According to an estimate,20 per cent of people with NAFLD have non-alcoholic steatohepatitis (NASH).NASH can eventually progress to cirrhosis or liver cancer, especially in those with obesity or Type 2 diabetes. Patients with NAFLD are also at an increased risk of cardiovascular disease, they said.
"Despite its increasing prevalence and burden to the health care system, there are currently no US Food and Drug Administration-approved therapies for non-alcoholic fatty liver disease," said Hugo Rosen, a professor at University of Southern California in the US.
"There's an urgent need to better understand the causes of non-alcoholic fatty liver disease progression so that successful therapeutics can be designed and brought into clinical practice," Rosen said.
The study illuminates how a toxic combination of dietary fat and cholesterol impacts the behaviour of macrophages, a type of white blood cell, in the liver.
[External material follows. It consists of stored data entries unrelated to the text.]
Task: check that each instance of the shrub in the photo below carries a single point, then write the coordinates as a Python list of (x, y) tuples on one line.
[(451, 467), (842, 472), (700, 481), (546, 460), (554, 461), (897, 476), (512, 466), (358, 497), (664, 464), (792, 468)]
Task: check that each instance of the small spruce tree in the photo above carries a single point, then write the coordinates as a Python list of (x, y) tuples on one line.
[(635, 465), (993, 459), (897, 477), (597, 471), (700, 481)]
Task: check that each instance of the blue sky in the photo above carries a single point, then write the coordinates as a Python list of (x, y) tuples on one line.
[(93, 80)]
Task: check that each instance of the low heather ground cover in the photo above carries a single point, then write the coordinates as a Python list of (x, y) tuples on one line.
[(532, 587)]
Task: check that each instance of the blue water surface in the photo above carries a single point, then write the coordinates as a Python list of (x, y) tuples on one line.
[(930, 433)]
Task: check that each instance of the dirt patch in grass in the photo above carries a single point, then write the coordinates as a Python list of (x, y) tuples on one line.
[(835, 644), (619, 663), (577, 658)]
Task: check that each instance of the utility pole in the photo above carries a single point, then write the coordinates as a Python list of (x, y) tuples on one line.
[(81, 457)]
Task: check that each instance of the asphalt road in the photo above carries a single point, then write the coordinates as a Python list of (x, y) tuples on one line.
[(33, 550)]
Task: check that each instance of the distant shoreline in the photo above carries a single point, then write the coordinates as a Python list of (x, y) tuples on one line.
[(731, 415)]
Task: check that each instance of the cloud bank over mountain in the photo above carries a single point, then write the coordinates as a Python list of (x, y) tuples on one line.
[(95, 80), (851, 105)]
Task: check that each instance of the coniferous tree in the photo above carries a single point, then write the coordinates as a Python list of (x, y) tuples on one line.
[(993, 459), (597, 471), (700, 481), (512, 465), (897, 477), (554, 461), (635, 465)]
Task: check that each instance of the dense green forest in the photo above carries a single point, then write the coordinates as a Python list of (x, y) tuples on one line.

Using a mouse model, the study details the cascade of events in the immune system that eventually leads to the type of liver inflammation and scarring that is commonly seen in patients with NASH.
After feeding mice diets with varying levels of fat and cholesterol, the team found that the combination of both had a synergistically detrimental action on the genes regulating liver inflammation and scarring.
Oxidised low-density lipoprotein cholesterol, in particular, directly altered gene expression in both human and mouse macrophages associated with inflammation and scar formation.
The group also identified a novel type of reparative macrophage that counteracts the inflammation.
"Not only does this study define how fat and cholesterol shape the progression of liver inflammation and scarring, but it also identifies potential pathways that can be targeted for future therapies. That could bring us closer to finding a treatment for a disease that impacts millions of lives around the world," Rosen said.